On one lazy summer evening, as my friends and I found ourselves lounging beneath the dimly-lit Midwestern sky, bathing in boredom, melancholy and the all-too-familiar sensation of unrelenting mosquito bites, my friend Taylor suggested that we all go see “Moonrise Kingdom,” which was playing at the local movie theater.
“Wes Anderson’s my favorite director,” Taylor said. “You guys are gonna love it.”
Though I hadn’t heard of Wes Anderson and generally preferred watching old movies, I agreed that we should go see it. What else were we going to do? Cincinnati’s humidity was unforgiving, and a movie theater was the perfect escape. That, and I found it comically fitting that we would be watching a movie called “Moonrise Kingdom” rather than remaining in our own, real-life moonrise kingdom.
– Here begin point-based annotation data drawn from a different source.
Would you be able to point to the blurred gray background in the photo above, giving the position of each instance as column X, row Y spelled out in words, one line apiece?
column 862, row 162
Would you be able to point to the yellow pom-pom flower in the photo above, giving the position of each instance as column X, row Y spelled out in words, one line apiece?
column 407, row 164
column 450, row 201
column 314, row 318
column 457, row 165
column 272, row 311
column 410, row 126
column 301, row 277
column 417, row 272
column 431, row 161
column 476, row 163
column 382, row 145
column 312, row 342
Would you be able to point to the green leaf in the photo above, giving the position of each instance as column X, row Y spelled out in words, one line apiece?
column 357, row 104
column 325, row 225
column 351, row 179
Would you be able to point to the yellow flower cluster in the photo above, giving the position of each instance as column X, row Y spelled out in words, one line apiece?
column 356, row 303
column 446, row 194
After we watched the film, I understood exactly why Wes Anderson was Taylor’s favorite director. Never before had I seen a film that grasped my imagination so intensely. I was instantly pulled into Anderson’s whimsical world of pastel colors, intellectual melodrama and ‘60s record B-sides.
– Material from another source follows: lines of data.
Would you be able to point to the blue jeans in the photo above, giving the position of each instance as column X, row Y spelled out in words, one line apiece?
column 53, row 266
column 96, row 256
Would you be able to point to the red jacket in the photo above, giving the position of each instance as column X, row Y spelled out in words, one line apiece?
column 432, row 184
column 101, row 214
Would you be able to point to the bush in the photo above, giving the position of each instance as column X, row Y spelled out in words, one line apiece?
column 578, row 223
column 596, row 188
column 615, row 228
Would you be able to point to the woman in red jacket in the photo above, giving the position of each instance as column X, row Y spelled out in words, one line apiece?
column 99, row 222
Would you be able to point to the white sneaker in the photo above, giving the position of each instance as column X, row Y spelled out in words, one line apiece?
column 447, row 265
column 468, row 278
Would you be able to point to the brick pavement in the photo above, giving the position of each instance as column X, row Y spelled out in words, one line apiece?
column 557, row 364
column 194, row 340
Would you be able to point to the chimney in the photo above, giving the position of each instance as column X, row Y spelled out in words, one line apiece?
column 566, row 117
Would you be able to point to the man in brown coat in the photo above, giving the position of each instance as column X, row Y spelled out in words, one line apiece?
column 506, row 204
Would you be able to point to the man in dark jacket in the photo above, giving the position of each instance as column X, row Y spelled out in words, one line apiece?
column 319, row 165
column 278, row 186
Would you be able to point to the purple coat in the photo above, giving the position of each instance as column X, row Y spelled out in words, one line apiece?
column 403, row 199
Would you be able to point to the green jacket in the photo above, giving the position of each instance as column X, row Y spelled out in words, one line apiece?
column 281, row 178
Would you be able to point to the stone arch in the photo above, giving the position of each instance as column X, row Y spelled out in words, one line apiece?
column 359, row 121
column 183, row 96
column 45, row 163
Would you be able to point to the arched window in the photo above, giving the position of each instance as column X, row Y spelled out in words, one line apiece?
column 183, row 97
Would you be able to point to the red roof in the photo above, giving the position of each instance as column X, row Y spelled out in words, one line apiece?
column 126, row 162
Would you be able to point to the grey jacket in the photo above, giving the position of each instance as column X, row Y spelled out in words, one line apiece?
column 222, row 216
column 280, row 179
But more than just this distinct aesthetic, it was the characters of Anderson’s films who truly gripped me. Watching these characters — who were primarily adults — engage in childlike, fantastical adventures allowed me to look past the looming thought of my departure from Cincinnati. Be it three estranged brothers traveling across India in search of their mother (“The Darjeeling Limited”) or an eccentric oceanographer venturing out into the deep blue sea to exact revenge on a “jaguar shark” (“The Life Aquatic”), Anderson’s strange but loveable characters and their outlandish, childlike adventures transported me to another world, void of my newfound adult problems.
I watched almost every Wes Anderson film in the days leading up to my departure — every film except “The Royal Tenenbaums,” which tells the story of the three grown Tennenbaum children as their estranged father, Royal, attempts to reconcile his relationship with them.
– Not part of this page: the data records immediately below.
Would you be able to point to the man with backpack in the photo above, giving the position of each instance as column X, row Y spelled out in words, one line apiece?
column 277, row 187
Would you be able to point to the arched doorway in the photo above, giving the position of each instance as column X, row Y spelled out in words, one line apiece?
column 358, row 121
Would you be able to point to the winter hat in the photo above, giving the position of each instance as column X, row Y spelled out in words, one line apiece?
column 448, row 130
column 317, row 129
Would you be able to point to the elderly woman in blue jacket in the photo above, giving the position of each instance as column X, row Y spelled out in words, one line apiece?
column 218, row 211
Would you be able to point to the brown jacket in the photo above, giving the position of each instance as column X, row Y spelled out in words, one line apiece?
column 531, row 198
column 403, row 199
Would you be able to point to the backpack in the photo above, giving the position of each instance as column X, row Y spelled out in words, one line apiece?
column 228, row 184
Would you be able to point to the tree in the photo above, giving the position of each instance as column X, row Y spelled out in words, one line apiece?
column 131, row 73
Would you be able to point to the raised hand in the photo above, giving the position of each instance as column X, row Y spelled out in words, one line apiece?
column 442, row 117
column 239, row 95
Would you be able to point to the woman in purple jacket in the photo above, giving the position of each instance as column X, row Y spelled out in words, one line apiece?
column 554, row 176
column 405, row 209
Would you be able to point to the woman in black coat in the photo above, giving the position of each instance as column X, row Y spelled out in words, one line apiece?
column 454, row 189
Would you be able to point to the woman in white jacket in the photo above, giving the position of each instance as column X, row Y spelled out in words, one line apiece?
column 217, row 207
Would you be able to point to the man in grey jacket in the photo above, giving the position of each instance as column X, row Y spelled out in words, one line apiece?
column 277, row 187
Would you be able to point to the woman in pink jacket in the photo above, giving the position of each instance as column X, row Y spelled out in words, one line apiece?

I spent my last evening in Cincinnati out with my closest friends, discussing future plans and reminiscing about our childhoods. Though I knew I would be home for winter break, that night felt like it was our last.
When I came home at around 6 a.m. the next morning, I knew that I needed to get some sleep before my 9 a.m. flight. But as I entered my house, I found my little brother asleep on the couch, fully clothed with no blanket. A copy of “The Royal Tenenbaums” lay beside him. He must have stayed up, hoping that I’d return early enough to watch the film with him.
I opened the movie’s case and plopped the disc into our DVD player. As I sat down and watched the film with my brother sleeping on the couch beside me, I realized that moving to California wasn’t the end; it was an adventure.
Wes Anderson taught me that I shouldn’t take changes in my life too seriously. Just as Anderson’s characters bravely embarked on youthful adventures in a whimsical world, I too was embarking on a fun journey to curious new area, beginning a new chapter of my life.